Ключ в замке провернулся с привычным щелчком. Лена устало сбросила туфли в прихожей, морщась от боли в натёртых пятках. День на работе выдался особенно изматывающим — менеджер по продажам в строительной компании, она весь день провела на ногах, показывая квартиры капризным клиентам.
Из кухни доносились голоса. Лена застыла, прислушиваясь. Знакомый тембр заставил её нахмуриться — опять она здесь. Валентина Петровна, свекровь. Женщина, которая, по мнению Лены, слишком часто появлялась в их доме.
— Опять твоя мамаша? Пусть уже домой идёт, — не сдержалась Лена, обнаружив на кухне свекровь.
Герман поднял голову от чашки с чаем. В его взгляде мелькнуло недоумение, быстро сменившееся раздражением.
— Лена, это мой дом тоже. И моя мать имеет право здесь находиться.
Валентина Петровна, невысокая полная женщина с добрыми карими глазами, неловко поднялась со стула.
— Я, пожалуй, пойду...
— СИДИТЕ, мама, — твёрдо произнёс Герман. — Никуда вы не пойдёте. Мы ещё не допили чай.
Лена фыркнула, скрестив руки на груди. В её голове всплыли рассказы старшей сестры Марины о том, как та мучается со своей свекровью — настоящей ведьмой, которая постоянно лезет в их жизнь, критикует, поучает. И хотя Валентина Петровна никогда не позволяла себе ничего подобного, Лена была убеждена — все свекрови одинаковые.

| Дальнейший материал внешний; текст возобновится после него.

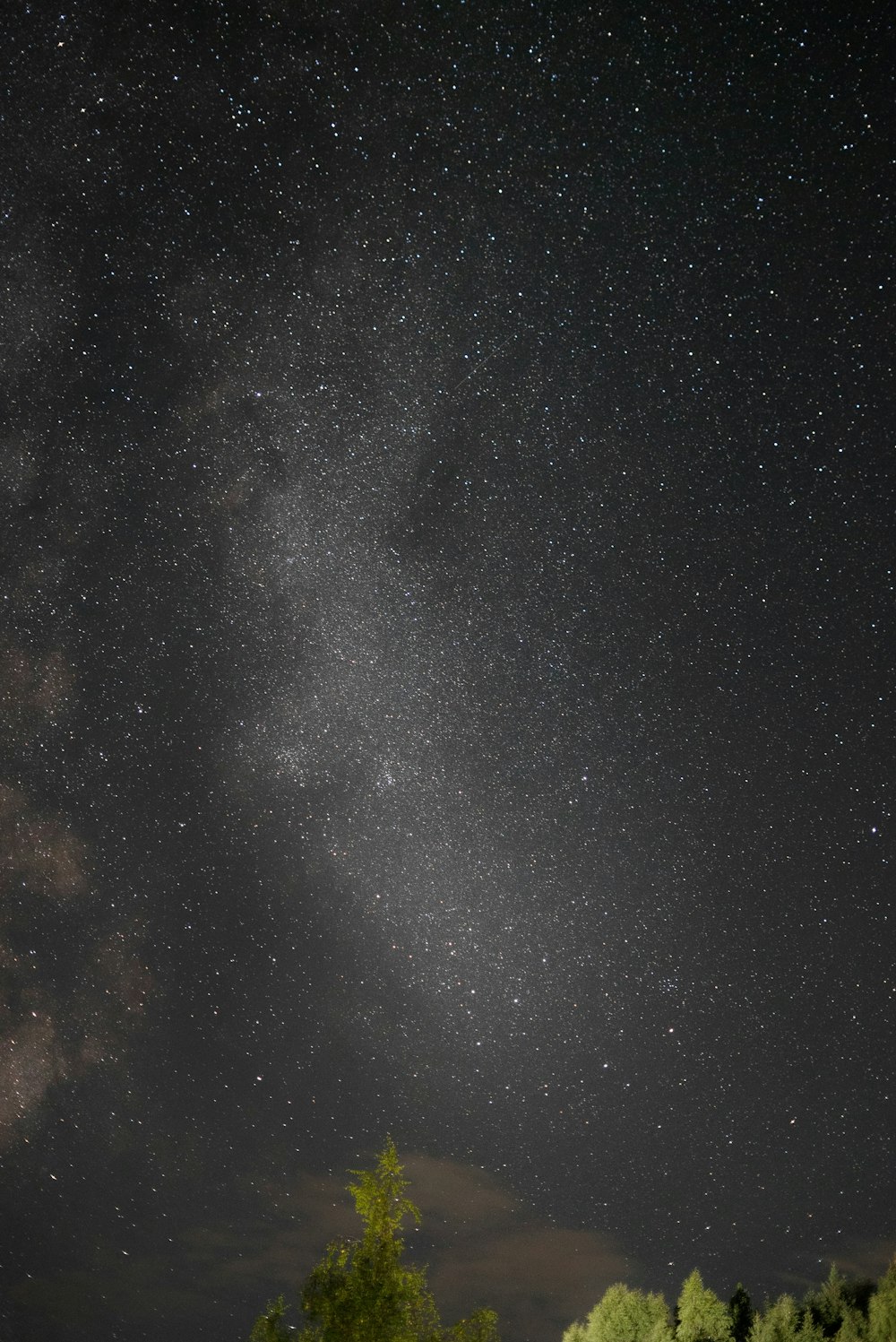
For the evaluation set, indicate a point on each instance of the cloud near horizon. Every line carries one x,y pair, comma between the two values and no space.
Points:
483,1247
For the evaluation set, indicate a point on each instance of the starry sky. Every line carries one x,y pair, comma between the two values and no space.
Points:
447,654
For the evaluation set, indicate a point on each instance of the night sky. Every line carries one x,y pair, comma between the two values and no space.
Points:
447,656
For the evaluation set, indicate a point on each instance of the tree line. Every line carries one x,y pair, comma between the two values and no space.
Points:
361,1291
841,1310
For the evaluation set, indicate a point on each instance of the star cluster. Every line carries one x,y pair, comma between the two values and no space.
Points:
447,637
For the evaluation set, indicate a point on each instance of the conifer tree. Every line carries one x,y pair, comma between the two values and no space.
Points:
779,1322
702,1315
882,1309
361,1291
742,1312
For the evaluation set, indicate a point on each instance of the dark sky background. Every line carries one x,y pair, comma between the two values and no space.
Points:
447,654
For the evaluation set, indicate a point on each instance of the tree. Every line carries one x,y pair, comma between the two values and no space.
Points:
269,1326
702,1315
779,1323
625,1315
742,1312
882,1307
361,1291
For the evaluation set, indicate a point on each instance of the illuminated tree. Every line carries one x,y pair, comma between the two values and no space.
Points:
361,1291
702,1315
882,1309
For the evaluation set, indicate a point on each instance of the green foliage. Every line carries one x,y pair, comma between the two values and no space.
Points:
840,1307
742,1312
269,1326
882,1309
841,1310
361,1291
480,1326
702,1315
779,1323
624,1315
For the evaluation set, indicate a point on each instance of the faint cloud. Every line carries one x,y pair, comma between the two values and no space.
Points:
40,853
483,1247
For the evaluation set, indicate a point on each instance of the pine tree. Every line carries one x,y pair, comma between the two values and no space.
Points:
779,1323
742,1312
625,1315
702,1315
361,1291
882,1309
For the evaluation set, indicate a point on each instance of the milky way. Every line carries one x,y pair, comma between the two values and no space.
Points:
448,651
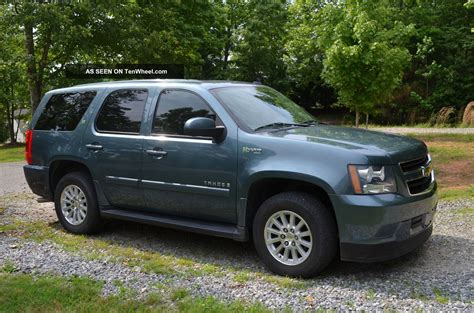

— Да сколько можно! — вспыхнула она. — Каждую неделю она здесь торчит! У неё что, своего дома нет?
Герман медленно встал из-за стола. В его движениях чувствовалась сдержанная злость.
— У мамы есть свой дом. Просто Катя уехала в Екатеринбург, Андрей в армии служит. Ей одиноко. Что плохого в том, что она навещает сына?
— Плохо то, что она ПОСТОЯННО здесь! — Лена повысила голос. — Я прихожу с работы, хочу отдохнуть в СВОЁМ доме, а тут...
— В своём? — перебил её Герман, и в его голосе прозвучали стальные нотки.
***
Атмосфера на кухне накалилась до предела. Валентина Петровна нервно теребила край скатерти, явно желая исчезнуть.
— Что значит «в своём»? — повторила Лена, сузив глаза.
Герман сделал глубокий вдох, словно собираясь с духом перед важным разговором.
— Лена, давай вспомним кое-что. Кто дал нам деньги на первоначальный взнос за эту квартиру?
— При чём тут это? — Лена почувствовала, как внутри поднимается тревога.
— При том. Мама продала свою дачу, чтобы помочь нам. Триста тысяч рублей — это были ВСЕ её сбережения на старость. И знаешь что? Доля в этой квартире официально оформлена на неё.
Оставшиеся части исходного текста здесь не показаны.